Scientist turned data leader from Derry. I build things with computers and read a lot of books.
Background
Astrophysics PhD from Queen's University Belfast, 2022. After that I built image recognition software as a Research Fellow at Randox Laboratories.
Now I'm Global Lead Data Scientist at Nexus Brands Group, building data systems and analytics across 18 businesses in the beauty, tattoo, and pet grooming industries.
Research
My PhD was on nanoflares — tiny explosions on the sun, about a billionth the energy of a normal flare. Individually nothing, but hundreds might be going off every second across a star's surface. Collectively they could explain why the sun's atmosphere is millions of degrees hotter than its surface.
nanoflare signal
signal + noise
intensity distribution
Exaggerated for clarity — real nanoflares are far smaller relative to the noise. Each has a sharp impulsive rise then a slow exponential decay. Bury them in noise and individual events vanish, but the asymmetry survives statistically, pulling the median negative relative to the mean. That offset was the basis for the detection method in my PhD.

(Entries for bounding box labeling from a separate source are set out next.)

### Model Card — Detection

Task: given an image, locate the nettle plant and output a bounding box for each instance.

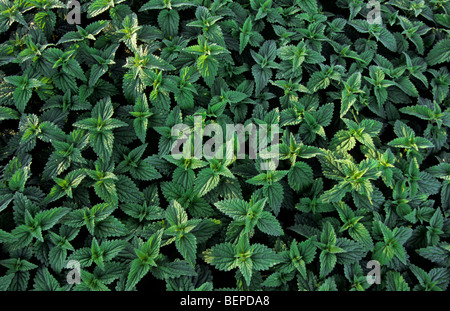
[0,0,450,291]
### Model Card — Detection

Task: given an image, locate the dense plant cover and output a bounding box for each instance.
[0,0,450,291]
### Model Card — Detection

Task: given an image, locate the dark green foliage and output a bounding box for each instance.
[0,0,450,291]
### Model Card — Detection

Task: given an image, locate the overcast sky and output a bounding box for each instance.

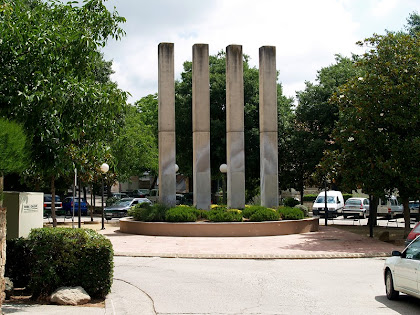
[100,0,420,103]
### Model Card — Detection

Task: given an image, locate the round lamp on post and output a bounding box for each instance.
[101,163,109,230]
[219,164,227,205]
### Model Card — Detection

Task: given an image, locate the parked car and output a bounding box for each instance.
[44,194,63,217]
[378,196,403,219]
[408,200,420,217]
[405,222,420,246]
[312,190,344,217]
[104,198,152,220]
[63,197,88,215]
[111,193,128,199]
[343,197,369,219]
[384,236,420,300]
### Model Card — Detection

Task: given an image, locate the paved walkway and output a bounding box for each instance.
[2,225,402,315]
[99,226,402,259]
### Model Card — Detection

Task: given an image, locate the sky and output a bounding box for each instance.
[103,0,420,103]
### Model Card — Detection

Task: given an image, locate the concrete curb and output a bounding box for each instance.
[114,252,389,259]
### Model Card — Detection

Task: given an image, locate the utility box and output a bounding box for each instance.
[3,191,44,240]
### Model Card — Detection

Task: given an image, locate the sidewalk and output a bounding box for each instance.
[99,226,402,259]
[2,224,402,315]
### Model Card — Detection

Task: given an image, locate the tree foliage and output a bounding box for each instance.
[279,55,356,200]
[332,32,420,235]
[175,52,292,199]
[0,0,126,226]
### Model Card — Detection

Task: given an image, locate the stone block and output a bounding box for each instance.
[192,44,210,132]
[158,43,175,131]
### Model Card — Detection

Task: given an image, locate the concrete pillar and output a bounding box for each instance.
[259,46,279,207]
[158,43,176,206]
[226,45,245,209]
[192,44,211,210]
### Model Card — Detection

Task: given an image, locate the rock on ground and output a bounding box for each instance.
[50,286,91,305]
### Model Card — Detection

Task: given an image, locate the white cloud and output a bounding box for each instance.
[104,0,419,102]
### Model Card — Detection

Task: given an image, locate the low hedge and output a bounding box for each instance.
[278,207,304,220]
[207,209,242,222]
[127,202,169,222]
[242,206,267,219]
[249,208,280,222]
[7,228,114,299]
[165,207,197,222]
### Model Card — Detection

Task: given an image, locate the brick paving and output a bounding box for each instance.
[100,226,403,259]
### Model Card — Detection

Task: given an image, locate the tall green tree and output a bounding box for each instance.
[175,52,292,200]
[0,118,29,207]
[0,0,126,225]
[332,32,420,234]
[279,55,356,201]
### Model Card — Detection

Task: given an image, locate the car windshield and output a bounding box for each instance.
[346,199,362,205]
[315,196,335,203]
[116,199,133,206]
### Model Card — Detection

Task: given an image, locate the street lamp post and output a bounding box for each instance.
[324,179,328,226]
[219,164,227,205]
[101,163,109,230]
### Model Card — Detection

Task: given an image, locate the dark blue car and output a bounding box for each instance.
[63,197,88,215]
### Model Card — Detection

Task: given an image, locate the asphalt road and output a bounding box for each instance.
[113,257,420,315]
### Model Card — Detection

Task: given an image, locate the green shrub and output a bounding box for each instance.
[303,194,318,202]
[128,202,168,222]
[207,209,242,222]
[278,207,304,220]
[283,197,299,208]
[295,205,309,217]
[249,207,280,222]
[242,206,267,219]
[165,207,197,222]
[343,194,353,201]
[28,228,114,298]
[5,237,31,288]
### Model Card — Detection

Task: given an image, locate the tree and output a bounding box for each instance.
[279,55,356,202]
[112,107,158,180]
[0,118,29,207]
[171,52,292,200]
[0,0,126,225]
[332,32,420,234]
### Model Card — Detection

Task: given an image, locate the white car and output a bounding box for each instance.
[343,198,369,219]
[384,235,420,300]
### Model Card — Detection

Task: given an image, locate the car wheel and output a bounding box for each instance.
[385,270,400,300]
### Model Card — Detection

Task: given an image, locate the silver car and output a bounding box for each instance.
[104,198,152,220]
[384,235,420,300]
[343,198,369,219]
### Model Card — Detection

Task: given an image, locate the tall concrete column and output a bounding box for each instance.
[158,43,176,206]
[192,44,211,210]
[259,46,279,207]
[226,45,245,209]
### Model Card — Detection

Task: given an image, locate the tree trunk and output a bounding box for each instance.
[0,172,4,208]
[51,175,57,227]
[300,186,305,205]
[402,197,411,238]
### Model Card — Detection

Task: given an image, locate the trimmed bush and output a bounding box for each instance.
[207,209,242,222]
[165,207,197,222]
[17,228,114,299]
[242,206,267,219]
[249,207,280,222]
[283,197,299,208]
[278,207,304,220]
[294,205,309,217]
[5,237,31,288]
[128,202,168,222]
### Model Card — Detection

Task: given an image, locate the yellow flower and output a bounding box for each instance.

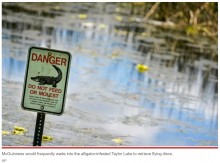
[136,64,150,73]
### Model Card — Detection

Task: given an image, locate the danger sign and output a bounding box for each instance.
[21,47,71,115]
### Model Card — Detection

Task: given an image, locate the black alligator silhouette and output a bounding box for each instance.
[31,65,62,87]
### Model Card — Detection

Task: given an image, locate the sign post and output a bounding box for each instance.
[21,47,71,146]
[33,113,45,146]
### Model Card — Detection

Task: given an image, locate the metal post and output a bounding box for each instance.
[33,112,46,146]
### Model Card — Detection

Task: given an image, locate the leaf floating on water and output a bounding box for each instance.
[42,135,53,142]
[12,130,24,135]
[136,64,150,73]
[112,138,123,145]
[2,131,10,136]
[14,126,27,133]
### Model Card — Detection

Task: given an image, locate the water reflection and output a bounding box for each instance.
[2,2,218,146]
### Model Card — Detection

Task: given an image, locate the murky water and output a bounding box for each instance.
[2,3,218,146]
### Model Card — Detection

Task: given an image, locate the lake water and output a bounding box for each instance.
[2,2,218,146]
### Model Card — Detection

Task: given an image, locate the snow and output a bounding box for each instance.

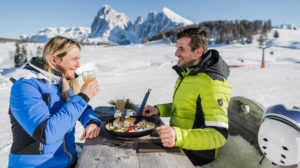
[0,29,300,168]
[21,5,193,44]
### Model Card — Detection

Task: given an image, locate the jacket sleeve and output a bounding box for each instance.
[79,106,102,128]
[173,127,226,150]
[10,79,87,144]
[155,103,172,117]
[174,77,231,150]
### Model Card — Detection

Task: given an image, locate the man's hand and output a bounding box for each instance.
[143,106,158,117]
[156,125,176,148]
[80,124,100,141]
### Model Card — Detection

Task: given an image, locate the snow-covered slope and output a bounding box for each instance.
[20,26,91,43]
[20,5,193,44]
[274,24,298,30]
[0,23,300,168]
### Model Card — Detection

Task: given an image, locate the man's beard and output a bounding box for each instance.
[179,59,199,68]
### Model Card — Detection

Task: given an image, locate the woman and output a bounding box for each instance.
[8,36,101,167]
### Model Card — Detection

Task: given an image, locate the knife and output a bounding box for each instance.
[138,89,151,116]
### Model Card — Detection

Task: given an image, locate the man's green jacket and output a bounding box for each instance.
[156,50,231,163]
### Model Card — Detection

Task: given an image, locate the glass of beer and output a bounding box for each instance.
[82,70,96,84]
[116,99,125,112]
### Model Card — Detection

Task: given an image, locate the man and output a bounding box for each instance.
[143,28,231,165]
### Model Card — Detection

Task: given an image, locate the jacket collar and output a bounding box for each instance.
[172,50,230,79]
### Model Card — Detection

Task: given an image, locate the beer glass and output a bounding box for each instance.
[82,70,96,84]
[116,99,125,113]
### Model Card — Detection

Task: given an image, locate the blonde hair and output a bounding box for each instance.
[42,36,81,101]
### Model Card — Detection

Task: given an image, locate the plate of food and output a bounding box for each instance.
[104,116,159,138]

You can't see them directly, so I built simulations and statistical models to pull their signals out of noisy data. I later adapted those techniques for biomedical imaging at Randox — turns out finding faint signals in noise is basically the same problem regardless of what you're pointing the detector at.
I built Pascal, an iOS app that tracks barometric pressure to predict weather changes. It uses on-device machine learning that learns your local patterns — no cloud, no internet required.
I also built Nyquist, a real-time audio spectrum analyser for macOS. Metal-rendered, captures system audio from any app — mostly an excuse to watch music.